Le tecnologie di intelligenza artificiale generativa hanno svolto un ruolo cruciale nel migliorare le capacità di integrazione dei dati. Super iPaaS di Software AG, le funzionalità generative abilitate all'intelligenza artificiale di Cloudera e la piattaforma cloud di gestione intelligente dei dati di Informatica hanno esemplificato il passaggio del settore verso l'adozione di architetture data Lake house. Queste architetture combinano data lake e data warehouse, affrontando le sfide legate alla gestione di tipi di dati grandi e diversificati in diversi settori.
Navigare nel futuro basato sui dati nel 2024
In quest’era guidata dall’intelligenza artificiale , il tema che emerge è l’importanza fondamentale dei dati per le imprese. Il successo dell’intelligenza artificiale dipende dalla qualità dei dati che elabora.

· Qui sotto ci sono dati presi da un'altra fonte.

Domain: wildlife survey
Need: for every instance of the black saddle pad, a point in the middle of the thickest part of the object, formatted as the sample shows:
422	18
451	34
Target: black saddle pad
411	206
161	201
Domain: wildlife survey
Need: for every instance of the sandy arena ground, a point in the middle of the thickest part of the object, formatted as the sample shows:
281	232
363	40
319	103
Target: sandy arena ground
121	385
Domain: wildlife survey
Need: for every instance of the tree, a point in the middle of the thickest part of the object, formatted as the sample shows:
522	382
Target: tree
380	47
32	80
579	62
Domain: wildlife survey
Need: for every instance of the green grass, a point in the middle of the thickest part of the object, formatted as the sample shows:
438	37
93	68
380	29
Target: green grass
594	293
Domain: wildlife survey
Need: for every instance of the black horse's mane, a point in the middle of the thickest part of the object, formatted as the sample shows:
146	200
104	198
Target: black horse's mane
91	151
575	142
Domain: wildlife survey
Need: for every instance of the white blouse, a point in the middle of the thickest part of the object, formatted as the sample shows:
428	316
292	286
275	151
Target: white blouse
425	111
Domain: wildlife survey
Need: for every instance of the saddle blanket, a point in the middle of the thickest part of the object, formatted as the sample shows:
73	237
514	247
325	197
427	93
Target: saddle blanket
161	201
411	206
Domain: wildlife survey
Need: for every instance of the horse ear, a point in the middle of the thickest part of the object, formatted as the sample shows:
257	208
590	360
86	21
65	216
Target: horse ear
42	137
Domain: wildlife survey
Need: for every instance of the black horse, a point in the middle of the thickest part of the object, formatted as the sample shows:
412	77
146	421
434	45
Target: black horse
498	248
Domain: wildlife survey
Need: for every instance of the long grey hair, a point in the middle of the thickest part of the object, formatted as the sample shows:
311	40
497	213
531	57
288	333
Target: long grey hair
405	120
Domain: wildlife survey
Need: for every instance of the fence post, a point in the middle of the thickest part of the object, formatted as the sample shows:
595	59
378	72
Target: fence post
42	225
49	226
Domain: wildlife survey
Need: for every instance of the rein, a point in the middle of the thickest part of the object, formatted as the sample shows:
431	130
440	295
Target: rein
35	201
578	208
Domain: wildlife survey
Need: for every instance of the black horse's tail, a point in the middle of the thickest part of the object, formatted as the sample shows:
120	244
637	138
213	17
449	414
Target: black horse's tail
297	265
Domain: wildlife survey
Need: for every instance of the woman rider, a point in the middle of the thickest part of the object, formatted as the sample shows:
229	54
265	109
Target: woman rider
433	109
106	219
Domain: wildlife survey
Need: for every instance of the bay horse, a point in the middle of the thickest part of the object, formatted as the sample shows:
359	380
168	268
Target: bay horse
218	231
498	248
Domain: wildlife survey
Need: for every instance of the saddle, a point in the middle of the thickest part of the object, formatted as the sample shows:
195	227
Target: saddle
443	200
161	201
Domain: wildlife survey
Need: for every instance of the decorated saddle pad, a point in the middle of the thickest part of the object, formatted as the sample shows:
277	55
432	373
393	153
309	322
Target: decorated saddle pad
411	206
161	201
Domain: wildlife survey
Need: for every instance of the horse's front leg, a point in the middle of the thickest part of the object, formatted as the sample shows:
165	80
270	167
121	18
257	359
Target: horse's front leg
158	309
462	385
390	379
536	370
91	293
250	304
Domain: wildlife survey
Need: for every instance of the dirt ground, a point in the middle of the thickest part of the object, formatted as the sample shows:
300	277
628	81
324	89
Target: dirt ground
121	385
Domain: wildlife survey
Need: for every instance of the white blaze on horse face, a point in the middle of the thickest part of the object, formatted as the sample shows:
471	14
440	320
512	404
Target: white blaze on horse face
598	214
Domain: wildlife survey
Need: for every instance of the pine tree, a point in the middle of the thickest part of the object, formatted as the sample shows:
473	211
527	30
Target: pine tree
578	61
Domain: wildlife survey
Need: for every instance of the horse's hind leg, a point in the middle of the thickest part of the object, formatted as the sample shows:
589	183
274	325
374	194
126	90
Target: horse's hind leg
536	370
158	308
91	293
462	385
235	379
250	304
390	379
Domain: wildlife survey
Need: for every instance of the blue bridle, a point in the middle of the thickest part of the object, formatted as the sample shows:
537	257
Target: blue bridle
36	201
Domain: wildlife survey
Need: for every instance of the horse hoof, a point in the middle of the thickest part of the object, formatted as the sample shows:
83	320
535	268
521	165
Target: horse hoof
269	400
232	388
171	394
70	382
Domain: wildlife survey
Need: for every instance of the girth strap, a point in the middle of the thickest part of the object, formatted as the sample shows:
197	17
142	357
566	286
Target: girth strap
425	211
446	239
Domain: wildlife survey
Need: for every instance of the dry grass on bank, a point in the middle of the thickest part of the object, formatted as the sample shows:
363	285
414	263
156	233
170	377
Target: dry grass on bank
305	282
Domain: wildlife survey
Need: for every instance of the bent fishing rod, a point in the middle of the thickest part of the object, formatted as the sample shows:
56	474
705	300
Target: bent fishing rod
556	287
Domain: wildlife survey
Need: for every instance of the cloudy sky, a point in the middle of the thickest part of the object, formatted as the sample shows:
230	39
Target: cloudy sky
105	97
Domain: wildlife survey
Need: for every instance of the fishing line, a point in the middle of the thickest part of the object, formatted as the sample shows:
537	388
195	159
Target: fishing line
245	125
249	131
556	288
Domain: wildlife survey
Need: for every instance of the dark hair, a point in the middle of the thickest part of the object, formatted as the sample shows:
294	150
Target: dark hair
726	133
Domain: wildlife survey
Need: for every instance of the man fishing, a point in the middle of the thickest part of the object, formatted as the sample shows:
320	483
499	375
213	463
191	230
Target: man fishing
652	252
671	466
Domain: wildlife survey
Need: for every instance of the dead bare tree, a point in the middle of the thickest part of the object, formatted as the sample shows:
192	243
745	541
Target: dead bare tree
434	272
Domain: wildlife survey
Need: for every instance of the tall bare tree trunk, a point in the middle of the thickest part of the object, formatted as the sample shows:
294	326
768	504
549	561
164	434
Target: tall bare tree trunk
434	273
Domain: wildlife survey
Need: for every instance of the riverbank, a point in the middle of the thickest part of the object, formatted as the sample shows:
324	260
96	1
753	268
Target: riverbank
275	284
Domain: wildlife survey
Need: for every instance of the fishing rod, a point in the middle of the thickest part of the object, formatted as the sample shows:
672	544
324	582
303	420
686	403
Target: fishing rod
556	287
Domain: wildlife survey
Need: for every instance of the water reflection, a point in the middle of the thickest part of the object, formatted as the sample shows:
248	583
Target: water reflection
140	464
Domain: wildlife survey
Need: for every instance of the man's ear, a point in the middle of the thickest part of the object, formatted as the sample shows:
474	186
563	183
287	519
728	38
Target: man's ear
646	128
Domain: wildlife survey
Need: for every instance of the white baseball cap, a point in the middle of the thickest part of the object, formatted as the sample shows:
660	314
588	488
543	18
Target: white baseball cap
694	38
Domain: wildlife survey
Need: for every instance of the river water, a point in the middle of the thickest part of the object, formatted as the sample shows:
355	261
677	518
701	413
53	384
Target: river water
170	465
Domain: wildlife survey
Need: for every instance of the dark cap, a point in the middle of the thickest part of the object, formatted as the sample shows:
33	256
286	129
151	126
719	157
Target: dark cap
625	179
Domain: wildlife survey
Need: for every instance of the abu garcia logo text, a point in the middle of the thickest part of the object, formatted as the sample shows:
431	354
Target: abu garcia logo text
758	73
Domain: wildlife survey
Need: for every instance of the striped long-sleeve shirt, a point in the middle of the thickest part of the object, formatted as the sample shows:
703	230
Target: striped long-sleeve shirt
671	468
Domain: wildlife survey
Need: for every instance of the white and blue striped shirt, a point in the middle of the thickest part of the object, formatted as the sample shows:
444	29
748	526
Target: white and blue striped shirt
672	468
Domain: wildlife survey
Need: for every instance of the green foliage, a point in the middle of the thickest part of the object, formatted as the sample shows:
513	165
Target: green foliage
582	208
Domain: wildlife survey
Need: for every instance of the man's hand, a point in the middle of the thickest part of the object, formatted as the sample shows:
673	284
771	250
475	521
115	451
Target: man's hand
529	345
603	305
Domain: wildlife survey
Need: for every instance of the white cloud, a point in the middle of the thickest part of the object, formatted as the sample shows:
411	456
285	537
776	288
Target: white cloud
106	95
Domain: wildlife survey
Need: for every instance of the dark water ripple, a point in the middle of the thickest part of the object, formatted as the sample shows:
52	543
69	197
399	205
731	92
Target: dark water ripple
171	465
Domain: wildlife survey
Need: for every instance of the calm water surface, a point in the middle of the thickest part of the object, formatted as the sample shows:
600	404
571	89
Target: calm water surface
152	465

Con l’avanzare della tecnologia AI e il miglioramento della qualità dei dati, la relazione simbiotica tra personalizzazione basata sull’intelligenza artificiale e coinvolgimento del cliente diventa una pietra angolare della moderna strategia aziendale. L’enfasi sulla qualità dei dati è fondamentale per migliorare le prestazioni dell’IA, ponendo le basi per un 2024 in cui l’accuratezza e la pertinenza dei dati saranno al centro dell’attenzione, garantendo insight affidabili sull’IA. Mentre ci avviciniamo al 2024, come possono le aziende garantire l’accuratezza e la pertinenza dei propri dati per massimizzare il potenziale dell’intelligenza artificiale generativa nel fornire insight affidabili e migliorare il coinvolgimento dei clienti?